The study results should contain data on the analyzed parameter (distance shifts, volume changes, source or applicator position, etc.), and also be expressed with their impact on absorbed dose for clinically-relevant dose parameters (e.g., target parameters such as D90 or OAR dose). Additionally, this reporting should include total dose uncertainties for the entire treatment course (including several fractions and EBRT dose if applicable) and in terms of equi-effective or isoeffective dose as EQD2 [66,67].

The use of EQD2 dose reporting allows no direct application of the uncertainties related to the absorbed dose reporting. The EQD2 calculation strongly depends on the dose level due to the non-linear calculation. High dose levels with large uncertainties cause pronounced uncertainties for EQD2 dose, with non-symmetric deviations around the reported values. For boost treatments, the total dose uncertainty becomes smaller compared to the uncertainty of only the BT dose because it only partially contributes to the total dose.

Conclusion

Understanding the contributing factors to the overall uncertainty permits uncertainty reduction and improvements in treatment delivery. The field of BT dosimetric uncertainty is an important topic in need of additional research, combining clinical results with a methodological assessment of how the treatment occurred.
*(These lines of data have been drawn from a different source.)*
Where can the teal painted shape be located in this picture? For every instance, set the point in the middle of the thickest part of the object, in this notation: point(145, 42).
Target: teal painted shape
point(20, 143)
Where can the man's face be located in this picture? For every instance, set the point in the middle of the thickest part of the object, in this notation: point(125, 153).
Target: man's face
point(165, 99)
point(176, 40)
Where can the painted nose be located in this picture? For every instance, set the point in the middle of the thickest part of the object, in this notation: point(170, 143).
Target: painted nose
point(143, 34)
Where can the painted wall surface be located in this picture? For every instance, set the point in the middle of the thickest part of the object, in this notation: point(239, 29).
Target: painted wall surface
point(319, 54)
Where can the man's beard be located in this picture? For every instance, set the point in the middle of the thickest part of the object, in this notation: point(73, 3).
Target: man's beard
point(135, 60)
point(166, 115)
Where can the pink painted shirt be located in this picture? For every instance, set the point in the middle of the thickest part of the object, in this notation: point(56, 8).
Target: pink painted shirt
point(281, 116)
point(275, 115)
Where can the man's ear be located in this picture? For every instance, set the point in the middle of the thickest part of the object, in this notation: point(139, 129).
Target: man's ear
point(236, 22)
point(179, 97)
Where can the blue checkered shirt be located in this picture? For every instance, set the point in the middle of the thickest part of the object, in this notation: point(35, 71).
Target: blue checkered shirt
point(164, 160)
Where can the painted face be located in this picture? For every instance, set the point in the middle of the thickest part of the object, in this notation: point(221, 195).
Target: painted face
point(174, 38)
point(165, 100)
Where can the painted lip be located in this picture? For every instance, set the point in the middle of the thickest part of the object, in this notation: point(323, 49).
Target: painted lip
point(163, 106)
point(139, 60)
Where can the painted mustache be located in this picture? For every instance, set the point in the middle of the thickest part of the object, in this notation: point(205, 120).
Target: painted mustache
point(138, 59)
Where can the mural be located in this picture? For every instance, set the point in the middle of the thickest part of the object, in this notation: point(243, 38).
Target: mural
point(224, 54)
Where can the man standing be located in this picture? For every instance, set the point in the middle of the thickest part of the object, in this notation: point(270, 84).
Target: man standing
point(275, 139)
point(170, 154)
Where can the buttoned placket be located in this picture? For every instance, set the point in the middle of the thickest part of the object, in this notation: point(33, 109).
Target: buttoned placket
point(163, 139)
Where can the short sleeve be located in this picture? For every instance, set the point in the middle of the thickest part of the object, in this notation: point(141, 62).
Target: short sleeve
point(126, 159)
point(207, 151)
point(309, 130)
With the established method on how to report BT dosimetric uncertainties, attribution of resources to minimize these uncertainties may result in improved treatment planning, patient imaging, and treatment delivery techniques toward better inter-institutional consistency and overall clinical outcomes.

Potential conflicts of interest stated by the authors

Department of Radiotherapy at Medical University of Vienna receives financial and/or equipment support for research and educational purposes from Nucletron, an Elekta company and Varian Medical Systems, Inc. Christian Kirisits is a consultant to Nucletron, an Elekta company.

Dimos Baltas is a member of Advisory Board and Consultant for Eckert & Ziegler BEBIG GmbH.

Facundo Ballester and Jose Perez-Calatayud received research funding from Nucletron, an Elekta company.

Yury Niatsetski is an employee of Nucletron, an Elekta Company.

Jack L.M. Venselaar is a consultant to Nucletron, an Elekta company.